We have come a long way from the first New Year’s Eve, but one thing remains the same–it is a time for people to reflect on the past year. This includes the good moments, the bad times, and the hopeful ways we can improve upon them in the upcoming year. Just like Janus, we look in both directions of our lives. Living in New York City makes it easy to keep going and going without taking a break, but there is something special about taking a moment to celebrate the past and embrace the future.
On the other hand, there is an undeniable pressure that everyone feels when it comes to New Year’s Eve. Add in the fact that we live in the city that never sleeps–the pressure is really on to do something fun.

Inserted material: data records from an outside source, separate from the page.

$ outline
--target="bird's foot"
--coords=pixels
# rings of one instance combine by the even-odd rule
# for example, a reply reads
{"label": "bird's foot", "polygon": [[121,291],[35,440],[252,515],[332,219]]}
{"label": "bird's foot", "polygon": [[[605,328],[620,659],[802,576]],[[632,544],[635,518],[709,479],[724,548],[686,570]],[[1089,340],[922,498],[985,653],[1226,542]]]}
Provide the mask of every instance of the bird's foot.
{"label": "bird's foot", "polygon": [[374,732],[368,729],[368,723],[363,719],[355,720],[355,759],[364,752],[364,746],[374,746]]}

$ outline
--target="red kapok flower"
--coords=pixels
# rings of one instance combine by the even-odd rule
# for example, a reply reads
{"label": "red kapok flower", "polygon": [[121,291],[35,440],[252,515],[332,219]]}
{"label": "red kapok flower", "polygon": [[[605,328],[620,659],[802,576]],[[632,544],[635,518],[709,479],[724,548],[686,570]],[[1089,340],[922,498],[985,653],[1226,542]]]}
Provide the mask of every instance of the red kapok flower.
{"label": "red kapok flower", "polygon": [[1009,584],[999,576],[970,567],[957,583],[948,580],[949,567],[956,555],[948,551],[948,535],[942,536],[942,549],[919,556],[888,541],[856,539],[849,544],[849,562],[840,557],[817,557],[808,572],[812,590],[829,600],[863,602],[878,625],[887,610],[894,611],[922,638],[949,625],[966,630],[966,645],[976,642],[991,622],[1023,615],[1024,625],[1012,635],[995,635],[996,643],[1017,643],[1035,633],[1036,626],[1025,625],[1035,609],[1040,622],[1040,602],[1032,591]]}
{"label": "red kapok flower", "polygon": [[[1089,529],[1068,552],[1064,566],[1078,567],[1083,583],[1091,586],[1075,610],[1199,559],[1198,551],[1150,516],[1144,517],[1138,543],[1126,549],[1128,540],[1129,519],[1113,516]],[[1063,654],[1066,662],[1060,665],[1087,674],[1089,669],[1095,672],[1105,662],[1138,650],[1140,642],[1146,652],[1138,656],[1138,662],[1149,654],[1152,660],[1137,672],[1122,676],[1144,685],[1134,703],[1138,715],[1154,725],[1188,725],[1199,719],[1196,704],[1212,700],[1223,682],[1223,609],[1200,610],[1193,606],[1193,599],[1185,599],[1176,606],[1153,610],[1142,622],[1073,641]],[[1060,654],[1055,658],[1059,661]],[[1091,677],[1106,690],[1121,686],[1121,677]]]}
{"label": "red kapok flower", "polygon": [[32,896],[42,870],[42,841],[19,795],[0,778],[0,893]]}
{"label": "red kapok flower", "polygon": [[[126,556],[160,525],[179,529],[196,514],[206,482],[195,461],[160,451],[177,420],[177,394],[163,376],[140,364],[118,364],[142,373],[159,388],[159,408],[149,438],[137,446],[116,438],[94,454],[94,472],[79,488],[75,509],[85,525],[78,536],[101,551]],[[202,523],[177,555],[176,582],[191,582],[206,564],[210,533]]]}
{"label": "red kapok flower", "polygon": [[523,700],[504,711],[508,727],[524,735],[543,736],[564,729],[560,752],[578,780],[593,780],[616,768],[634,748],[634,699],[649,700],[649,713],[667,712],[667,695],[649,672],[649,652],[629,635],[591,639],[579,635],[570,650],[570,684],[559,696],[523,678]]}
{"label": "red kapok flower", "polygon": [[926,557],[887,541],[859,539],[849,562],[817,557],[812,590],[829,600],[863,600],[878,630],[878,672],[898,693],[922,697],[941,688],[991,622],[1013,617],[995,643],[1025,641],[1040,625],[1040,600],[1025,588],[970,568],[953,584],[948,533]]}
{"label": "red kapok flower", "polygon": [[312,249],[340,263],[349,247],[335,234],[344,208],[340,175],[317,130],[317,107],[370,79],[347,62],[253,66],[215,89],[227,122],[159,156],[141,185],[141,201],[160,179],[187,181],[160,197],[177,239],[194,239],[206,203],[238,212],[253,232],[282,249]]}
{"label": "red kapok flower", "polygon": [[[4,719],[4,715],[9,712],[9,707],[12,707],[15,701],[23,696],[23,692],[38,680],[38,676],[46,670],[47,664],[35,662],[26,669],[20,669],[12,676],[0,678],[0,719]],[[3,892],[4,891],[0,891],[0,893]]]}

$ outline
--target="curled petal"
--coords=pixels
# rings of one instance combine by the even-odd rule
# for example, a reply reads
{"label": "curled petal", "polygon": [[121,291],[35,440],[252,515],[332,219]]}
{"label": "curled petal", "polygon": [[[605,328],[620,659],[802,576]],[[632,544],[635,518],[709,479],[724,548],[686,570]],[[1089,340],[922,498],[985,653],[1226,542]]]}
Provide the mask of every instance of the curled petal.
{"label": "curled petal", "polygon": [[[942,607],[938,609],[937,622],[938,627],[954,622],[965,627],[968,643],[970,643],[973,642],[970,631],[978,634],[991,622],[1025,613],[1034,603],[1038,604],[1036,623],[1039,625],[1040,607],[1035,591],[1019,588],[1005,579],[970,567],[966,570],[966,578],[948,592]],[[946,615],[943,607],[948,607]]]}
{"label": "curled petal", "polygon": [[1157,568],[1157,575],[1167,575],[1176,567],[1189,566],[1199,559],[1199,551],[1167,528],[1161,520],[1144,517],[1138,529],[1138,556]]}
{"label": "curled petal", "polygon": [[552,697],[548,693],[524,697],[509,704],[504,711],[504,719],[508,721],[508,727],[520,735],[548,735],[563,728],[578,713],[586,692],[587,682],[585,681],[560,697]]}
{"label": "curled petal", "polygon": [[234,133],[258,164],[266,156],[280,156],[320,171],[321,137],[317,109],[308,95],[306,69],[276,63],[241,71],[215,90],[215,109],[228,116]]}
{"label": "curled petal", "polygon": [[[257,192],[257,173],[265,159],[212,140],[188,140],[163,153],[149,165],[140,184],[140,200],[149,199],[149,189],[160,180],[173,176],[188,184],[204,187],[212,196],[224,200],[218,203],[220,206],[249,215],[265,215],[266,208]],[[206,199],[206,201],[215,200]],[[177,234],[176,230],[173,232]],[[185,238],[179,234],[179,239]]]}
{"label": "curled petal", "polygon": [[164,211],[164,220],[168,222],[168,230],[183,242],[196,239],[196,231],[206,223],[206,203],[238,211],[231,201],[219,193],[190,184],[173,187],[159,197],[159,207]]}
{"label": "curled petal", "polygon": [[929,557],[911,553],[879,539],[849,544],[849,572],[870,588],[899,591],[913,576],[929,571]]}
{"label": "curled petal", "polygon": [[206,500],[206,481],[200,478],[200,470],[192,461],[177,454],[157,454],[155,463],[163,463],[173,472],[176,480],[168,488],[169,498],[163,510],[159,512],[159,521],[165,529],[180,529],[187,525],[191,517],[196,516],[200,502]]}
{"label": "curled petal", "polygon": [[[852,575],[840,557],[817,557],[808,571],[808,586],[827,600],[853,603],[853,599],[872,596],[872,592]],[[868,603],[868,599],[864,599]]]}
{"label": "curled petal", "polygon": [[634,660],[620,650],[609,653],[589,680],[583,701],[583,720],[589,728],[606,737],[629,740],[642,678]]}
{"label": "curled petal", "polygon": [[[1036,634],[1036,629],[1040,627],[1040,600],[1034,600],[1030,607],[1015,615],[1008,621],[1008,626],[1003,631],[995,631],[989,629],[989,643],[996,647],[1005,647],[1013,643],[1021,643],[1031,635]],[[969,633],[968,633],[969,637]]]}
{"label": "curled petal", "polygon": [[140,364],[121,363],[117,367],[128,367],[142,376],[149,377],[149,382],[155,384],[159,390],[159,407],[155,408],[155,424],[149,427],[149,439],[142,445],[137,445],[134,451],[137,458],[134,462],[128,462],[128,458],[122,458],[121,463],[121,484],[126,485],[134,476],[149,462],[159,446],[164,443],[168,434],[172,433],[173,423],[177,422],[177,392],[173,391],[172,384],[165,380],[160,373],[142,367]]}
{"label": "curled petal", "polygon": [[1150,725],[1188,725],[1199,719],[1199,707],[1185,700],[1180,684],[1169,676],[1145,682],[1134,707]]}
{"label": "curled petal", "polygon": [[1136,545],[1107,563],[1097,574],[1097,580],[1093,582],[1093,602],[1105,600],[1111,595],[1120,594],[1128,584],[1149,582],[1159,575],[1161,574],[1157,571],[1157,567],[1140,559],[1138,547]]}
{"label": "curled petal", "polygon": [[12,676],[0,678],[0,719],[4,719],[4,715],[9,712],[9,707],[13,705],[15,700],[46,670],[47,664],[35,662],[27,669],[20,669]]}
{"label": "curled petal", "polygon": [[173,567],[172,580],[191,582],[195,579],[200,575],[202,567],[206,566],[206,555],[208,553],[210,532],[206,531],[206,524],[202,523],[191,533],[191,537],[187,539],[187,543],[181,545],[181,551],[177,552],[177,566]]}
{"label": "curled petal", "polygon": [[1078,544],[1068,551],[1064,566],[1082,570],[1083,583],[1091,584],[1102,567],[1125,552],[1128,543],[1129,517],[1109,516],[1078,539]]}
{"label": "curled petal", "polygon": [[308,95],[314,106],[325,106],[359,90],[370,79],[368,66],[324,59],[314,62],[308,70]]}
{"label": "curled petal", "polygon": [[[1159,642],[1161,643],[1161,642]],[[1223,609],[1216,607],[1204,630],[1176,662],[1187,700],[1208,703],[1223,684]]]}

Maybe it is how it is represented in movies, but the romanticism of New Year’s Eve is alive and well, even in 2019. While some may feel the need to go out, others are desperate to stay in away from the pushy crowds, cold winds, and tourists. One has to wonder, what makes New Year’s Eve so great? What makes it turn so terrible some years?
At the core of New Year’s Eve lies this: even the loneliest feel hope. The new year is a new start. The winter snow covers the city, providing a perfect clean slate over everything it touches. For a brief moment- the clock stops, and the world takes a collective pause. The only sound that can be heard is the last inhale of breath before the year starts once again. By the time the exhaled breath turns into steam on screaming lips, the new year is here. It is time to begin again. That is the magic of New Year’s Eve and why we try so desperately every year to capture it. When the magic of New York City and New Year’s Eve collide even for just a brief moment, all we could hope for is possible.